土屋ノリオ

ストリート・オーケストラの土屋ノリオのレビュー・感想・評価

ストリート・オーケストラ(2015年製作の映画)
3.5
実話ベースのいわゆる感動ものと思い鑑賞したが、イメージとは大きくかけ離れていて、原題『The Violin Teacher』の方が、まだしっくりくる。監督はカンヌ国際映画祭をはじめ世界的に実力を認められている「セルジオ・マシャード」。主人公のラエルチを演じるのは、ブラジルで彼を知らない人はいないほどの国民的スター「ラザロ・ハーモス」。
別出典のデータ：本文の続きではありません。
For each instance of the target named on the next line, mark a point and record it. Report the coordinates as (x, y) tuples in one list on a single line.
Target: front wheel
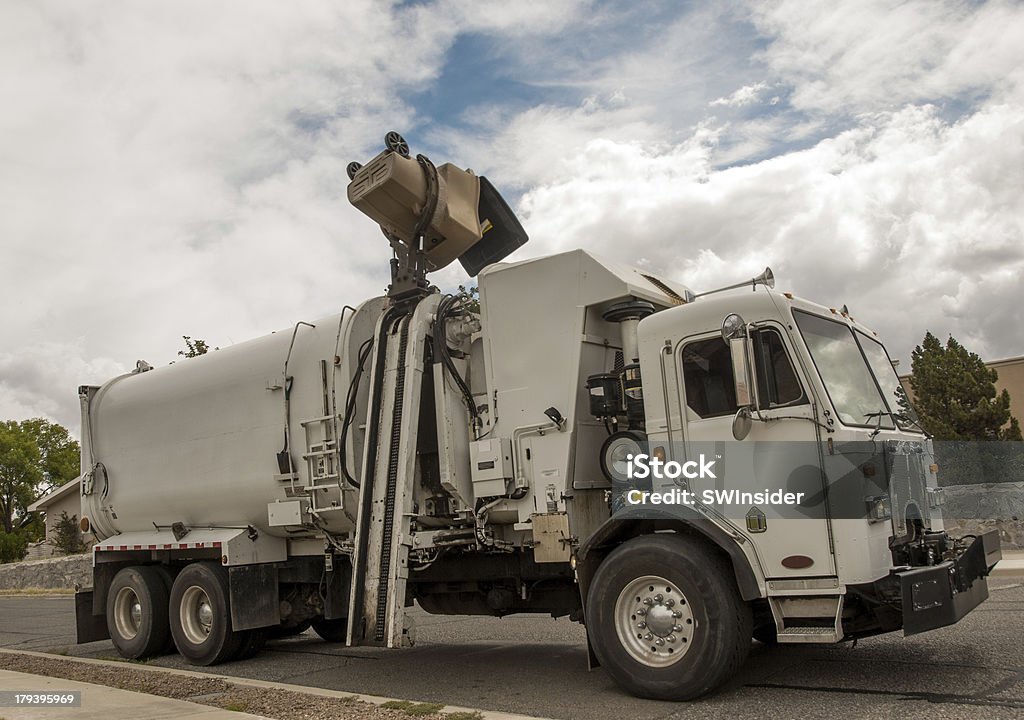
[(136, 611), (665, 618)]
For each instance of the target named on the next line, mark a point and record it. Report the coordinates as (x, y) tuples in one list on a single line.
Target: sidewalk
[(1012, 563), (101, 703)]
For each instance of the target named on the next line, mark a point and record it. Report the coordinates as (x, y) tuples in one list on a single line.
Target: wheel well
[(615, 532)]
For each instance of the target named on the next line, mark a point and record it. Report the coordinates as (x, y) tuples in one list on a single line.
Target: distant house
[(62, 499)]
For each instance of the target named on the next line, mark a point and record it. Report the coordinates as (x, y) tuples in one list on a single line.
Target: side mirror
[(741, 423), (734, 333), (740, 372)]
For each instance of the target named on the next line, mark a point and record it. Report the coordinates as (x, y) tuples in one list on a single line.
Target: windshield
[(888, 379), (848, 380)]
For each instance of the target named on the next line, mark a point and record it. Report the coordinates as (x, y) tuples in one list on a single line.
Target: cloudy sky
[(172, 169)]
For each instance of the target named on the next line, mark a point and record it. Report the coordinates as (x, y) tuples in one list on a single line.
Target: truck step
[(809, 634)]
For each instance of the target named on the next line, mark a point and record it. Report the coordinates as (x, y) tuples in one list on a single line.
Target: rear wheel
[(201, 617), (665, 618), (136, 612)]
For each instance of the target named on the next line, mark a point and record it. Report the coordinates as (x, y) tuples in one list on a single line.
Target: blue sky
[(178, 169)]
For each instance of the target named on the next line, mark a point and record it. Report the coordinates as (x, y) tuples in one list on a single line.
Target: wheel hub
[(127, 613), (653, 621), (196, 615)]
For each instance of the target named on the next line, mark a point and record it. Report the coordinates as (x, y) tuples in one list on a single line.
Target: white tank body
[(197, 441)]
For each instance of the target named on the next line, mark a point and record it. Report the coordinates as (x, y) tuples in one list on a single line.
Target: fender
[(633, 522)]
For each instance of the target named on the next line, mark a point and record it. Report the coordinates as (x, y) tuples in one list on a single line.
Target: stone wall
[(979, 508), (51, 574)]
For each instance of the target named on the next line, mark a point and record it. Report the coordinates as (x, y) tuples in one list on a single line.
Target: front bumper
[(942, 594)]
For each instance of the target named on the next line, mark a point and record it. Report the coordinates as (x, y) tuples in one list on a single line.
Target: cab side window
[(708, 378), (709, 381), (777, 383)]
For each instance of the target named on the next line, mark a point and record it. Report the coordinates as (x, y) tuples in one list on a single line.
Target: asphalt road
[(538, 666)]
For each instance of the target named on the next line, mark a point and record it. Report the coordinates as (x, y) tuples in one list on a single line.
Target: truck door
[(780, 454)]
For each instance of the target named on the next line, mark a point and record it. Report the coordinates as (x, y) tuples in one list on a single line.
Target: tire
[(201, 616), (136, 612), (666, 620), (332, 630)]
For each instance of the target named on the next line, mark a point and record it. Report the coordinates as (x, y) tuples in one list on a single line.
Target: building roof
[(55, 495)]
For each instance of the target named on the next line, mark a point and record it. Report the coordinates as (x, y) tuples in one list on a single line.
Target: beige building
[(1011, 378)]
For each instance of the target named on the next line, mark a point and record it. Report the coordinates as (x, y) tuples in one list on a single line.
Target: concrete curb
[(268, 684), (103, 702)]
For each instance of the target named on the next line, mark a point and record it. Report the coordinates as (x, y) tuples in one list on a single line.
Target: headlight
[(936, 497), (880, 508)]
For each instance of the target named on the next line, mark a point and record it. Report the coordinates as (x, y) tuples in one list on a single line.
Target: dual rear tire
[(147, 613)]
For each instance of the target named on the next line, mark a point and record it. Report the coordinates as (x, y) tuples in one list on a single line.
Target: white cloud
[(913, 222), (179, 169), (862, 56), (743, 96)]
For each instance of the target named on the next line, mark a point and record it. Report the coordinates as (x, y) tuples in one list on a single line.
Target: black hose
[(442, 352), (353, 389)]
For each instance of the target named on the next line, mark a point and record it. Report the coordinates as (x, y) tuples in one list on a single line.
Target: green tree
[(36, 456), (20, 473), (954, 394), (58, 452), (195, 347)]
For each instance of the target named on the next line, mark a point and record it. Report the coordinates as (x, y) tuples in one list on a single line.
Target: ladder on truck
[(380, 558)]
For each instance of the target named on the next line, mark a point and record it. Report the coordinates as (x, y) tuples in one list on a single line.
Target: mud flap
[(88, 627)]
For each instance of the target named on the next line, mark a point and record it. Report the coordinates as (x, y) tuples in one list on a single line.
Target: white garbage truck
[(479, 455)]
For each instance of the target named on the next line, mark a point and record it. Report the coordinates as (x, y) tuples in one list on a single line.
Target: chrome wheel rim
[(196, 615), (127, 613), (653, 621)]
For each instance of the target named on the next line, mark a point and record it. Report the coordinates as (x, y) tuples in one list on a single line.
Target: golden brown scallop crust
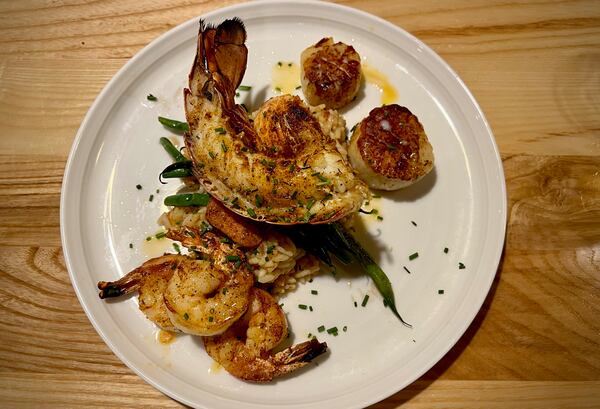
[(331, 73), (391, 141)]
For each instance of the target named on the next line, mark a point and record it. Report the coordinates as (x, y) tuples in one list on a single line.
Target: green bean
[(172, 150), (187, 199), (378, 276), (174, 124)]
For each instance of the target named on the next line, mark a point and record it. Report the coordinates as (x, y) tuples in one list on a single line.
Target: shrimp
[(245, 349), (207, 297), (281, 168), (150, 281)]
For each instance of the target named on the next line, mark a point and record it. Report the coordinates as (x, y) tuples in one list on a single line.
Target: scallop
[(389, 149), (331, 73)]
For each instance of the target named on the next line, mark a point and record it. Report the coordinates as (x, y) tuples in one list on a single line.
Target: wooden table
[(533, 66)]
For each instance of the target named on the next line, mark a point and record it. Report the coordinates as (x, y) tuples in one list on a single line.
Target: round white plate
[(461, 205)]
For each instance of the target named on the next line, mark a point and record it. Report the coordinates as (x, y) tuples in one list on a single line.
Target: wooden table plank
[(532, 66)]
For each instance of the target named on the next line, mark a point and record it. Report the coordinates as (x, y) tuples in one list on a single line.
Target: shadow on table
[(421, 384)]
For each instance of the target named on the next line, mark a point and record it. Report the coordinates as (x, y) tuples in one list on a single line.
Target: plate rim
[(110, 85)]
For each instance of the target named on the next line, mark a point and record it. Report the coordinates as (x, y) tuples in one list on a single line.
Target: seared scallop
[(331, 73), (389, 148)]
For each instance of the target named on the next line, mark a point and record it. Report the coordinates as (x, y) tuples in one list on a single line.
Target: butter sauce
[(389, 95), (285, 77)]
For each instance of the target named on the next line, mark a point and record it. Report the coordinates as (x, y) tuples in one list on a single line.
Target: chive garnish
[(174, 124)]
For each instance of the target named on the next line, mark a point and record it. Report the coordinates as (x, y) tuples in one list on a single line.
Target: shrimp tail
[(301, 353), (125, 285)]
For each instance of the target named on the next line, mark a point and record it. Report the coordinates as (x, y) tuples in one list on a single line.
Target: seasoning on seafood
[(331, 73), (245, 350), (205, 297), (150, 281), (389, 148), (284, 171)]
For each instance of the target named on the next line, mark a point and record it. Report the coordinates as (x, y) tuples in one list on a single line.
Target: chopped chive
[(174, 124)]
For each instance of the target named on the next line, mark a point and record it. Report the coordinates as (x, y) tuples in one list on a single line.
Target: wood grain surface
[(533, 66)]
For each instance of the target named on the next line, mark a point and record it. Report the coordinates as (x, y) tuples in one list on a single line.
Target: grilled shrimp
[(282, 170), (389, 148), (245, 349), (331, 73), (150, 281), (207, 297)]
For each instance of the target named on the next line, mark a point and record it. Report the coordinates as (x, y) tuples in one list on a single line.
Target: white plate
[(461, 205)]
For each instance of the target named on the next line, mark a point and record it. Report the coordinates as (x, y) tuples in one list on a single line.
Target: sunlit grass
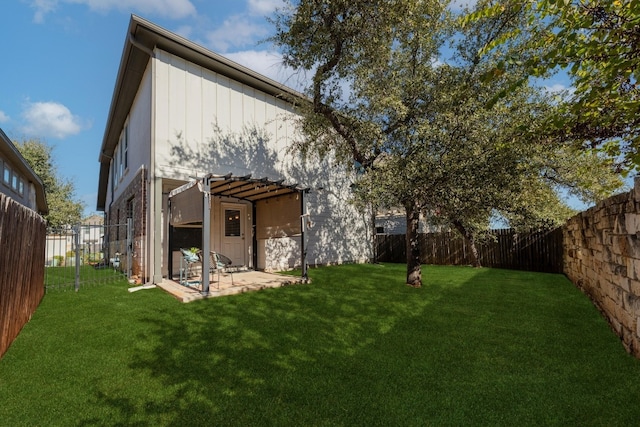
[(355, 347)]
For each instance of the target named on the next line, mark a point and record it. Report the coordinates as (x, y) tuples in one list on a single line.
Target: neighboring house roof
[(11, 153), (142, 38)]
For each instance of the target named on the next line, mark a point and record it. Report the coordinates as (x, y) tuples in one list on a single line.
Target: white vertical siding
[(190, 99), (139, 128)]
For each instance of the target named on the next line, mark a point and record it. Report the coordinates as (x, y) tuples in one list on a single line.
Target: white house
[(196, 152)]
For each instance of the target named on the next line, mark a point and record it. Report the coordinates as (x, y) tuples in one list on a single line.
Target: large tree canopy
[(598, 44), (417, 126), (63, 209)]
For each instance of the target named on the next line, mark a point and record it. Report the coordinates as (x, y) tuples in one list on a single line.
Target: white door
[(233, 233)]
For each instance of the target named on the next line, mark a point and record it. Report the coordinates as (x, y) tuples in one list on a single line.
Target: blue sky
[(60, 59)]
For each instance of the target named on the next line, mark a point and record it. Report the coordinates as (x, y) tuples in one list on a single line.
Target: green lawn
[(355, 347)]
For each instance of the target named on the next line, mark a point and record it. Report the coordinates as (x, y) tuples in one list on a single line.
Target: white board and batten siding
[(191, 100)]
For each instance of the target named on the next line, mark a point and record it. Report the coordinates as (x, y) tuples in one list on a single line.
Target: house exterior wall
[(187, 121), (130, 193), (207, 123)]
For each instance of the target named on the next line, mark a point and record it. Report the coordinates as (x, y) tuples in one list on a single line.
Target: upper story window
[(6, 174), (11, 178), (120, 162)]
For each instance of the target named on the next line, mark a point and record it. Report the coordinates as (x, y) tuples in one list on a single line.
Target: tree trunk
[(414, 273), (469, 237), (374, 234)]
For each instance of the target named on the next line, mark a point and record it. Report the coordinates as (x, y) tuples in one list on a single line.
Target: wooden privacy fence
[(533, 251), (22, 242)]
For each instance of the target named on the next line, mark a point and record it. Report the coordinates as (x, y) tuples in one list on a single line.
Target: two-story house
[(197, 152)]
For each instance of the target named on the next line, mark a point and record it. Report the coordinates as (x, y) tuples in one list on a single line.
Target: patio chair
[(220, 264), (186, 267)]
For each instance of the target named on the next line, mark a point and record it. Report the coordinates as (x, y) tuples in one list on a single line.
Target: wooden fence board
[(534, 251), (22, 243)]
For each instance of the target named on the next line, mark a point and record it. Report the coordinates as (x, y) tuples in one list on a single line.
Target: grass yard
[(355, 347)]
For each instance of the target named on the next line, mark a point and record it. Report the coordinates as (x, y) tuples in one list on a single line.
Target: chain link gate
[(88, 255)]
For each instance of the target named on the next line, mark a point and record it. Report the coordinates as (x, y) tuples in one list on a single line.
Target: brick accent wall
[(602, 257), (117, 213)]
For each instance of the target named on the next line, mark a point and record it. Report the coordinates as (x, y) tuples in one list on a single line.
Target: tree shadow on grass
[(303, 355)]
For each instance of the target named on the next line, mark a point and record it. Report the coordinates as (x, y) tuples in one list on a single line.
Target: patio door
[(234, 244)]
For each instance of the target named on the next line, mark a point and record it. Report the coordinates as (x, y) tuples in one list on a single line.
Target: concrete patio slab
[(243, 281)]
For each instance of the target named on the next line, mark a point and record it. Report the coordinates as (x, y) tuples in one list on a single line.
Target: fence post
[(76, 243), (129, 246)]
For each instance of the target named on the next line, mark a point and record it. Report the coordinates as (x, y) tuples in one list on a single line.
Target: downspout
[(303, 240), (206, 234)]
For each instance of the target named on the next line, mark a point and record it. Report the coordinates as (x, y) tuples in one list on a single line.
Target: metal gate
[(88, 255)]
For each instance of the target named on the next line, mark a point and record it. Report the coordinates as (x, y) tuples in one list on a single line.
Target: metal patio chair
[(218, 263)]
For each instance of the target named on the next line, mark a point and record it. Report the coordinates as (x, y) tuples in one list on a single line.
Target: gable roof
[(11, 153), (142, 38)]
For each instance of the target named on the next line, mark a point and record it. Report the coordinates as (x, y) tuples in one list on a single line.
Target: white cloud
[(268, 64), (264, 7), (42, 7), (169, 8), (50, 119), (235, 32)]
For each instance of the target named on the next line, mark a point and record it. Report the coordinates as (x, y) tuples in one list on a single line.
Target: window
[(125, 147), (6, 175), (120, 160), (130, 208), (231, 222)]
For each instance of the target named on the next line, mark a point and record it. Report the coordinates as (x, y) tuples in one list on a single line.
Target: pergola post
[(206, 233), (303, 240)]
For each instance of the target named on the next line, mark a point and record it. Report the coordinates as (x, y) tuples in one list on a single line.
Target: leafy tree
[(419, 130), (348, 44), (598, 43), (63, 209)]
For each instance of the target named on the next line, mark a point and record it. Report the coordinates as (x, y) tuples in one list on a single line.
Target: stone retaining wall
[(602, 257)]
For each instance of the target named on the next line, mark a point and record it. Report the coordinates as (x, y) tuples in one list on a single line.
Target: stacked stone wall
[(602, 257)]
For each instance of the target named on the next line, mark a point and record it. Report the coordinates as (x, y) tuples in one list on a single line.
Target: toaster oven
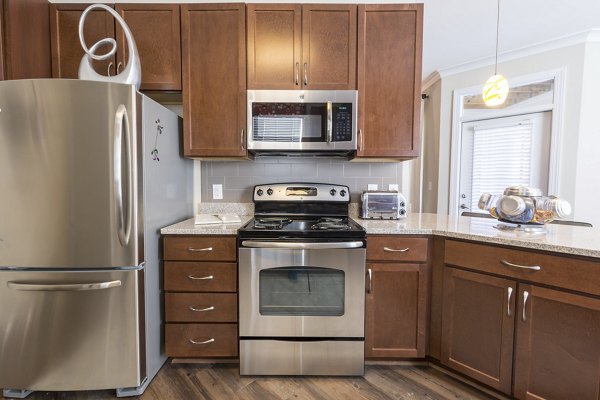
[(378, 204)]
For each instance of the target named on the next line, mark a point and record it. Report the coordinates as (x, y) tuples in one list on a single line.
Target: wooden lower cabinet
[(478, 326), (396, 310), (557, 345)]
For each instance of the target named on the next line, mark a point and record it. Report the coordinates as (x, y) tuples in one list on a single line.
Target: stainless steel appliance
[(375, 204), (288, 122), (301, 283), (90, 171)]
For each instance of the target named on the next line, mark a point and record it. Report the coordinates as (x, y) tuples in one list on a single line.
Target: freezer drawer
[(70, 330)]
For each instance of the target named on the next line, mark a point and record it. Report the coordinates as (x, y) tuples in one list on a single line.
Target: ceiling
[(461, 31)]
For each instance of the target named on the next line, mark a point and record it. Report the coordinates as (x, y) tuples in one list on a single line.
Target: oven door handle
[(303, 245)]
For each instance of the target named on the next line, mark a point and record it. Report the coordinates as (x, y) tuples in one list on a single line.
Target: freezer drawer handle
[(192, 341), (66, 287), (195, 278), (192, 308)]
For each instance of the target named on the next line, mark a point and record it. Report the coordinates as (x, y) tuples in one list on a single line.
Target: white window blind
[(501, 158)]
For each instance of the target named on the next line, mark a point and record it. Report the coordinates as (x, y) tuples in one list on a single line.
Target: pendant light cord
[(497, 34)]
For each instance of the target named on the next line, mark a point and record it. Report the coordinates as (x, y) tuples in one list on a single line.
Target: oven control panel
[(295, 192)]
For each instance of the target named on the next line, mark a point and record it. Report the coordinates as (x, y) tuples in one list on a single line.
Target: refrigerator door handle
[(123, 216), (67, 287)]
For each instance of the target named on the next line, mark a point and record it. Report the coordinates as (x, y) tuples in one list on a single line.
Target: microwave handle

子どもたちは、700人以上のオーディションから選出。モーツアルト・パガニーニ・ブラームス・チャイコフスキーといった耳にしたことがあるクラシックの名曲が演奏され、クラシックとヒップホップを分け隔てなく同等に描かれている。モーツァルトのような才能を持っている人間はスラム街にも存在し、音楽は人生を変えられるとしているが、犬の遠吠え、サイレン音と不気味な映像が不安を煽られ、ブラジルの光と影が伝わってくる。偽造カードの下りのラストも、友人の死で暴動があっても、暮らしの現実は変わらないと解釈でき、オリンピックの華やかさの裏側にある、ブラジルの現実に寒気がしてしまう作品。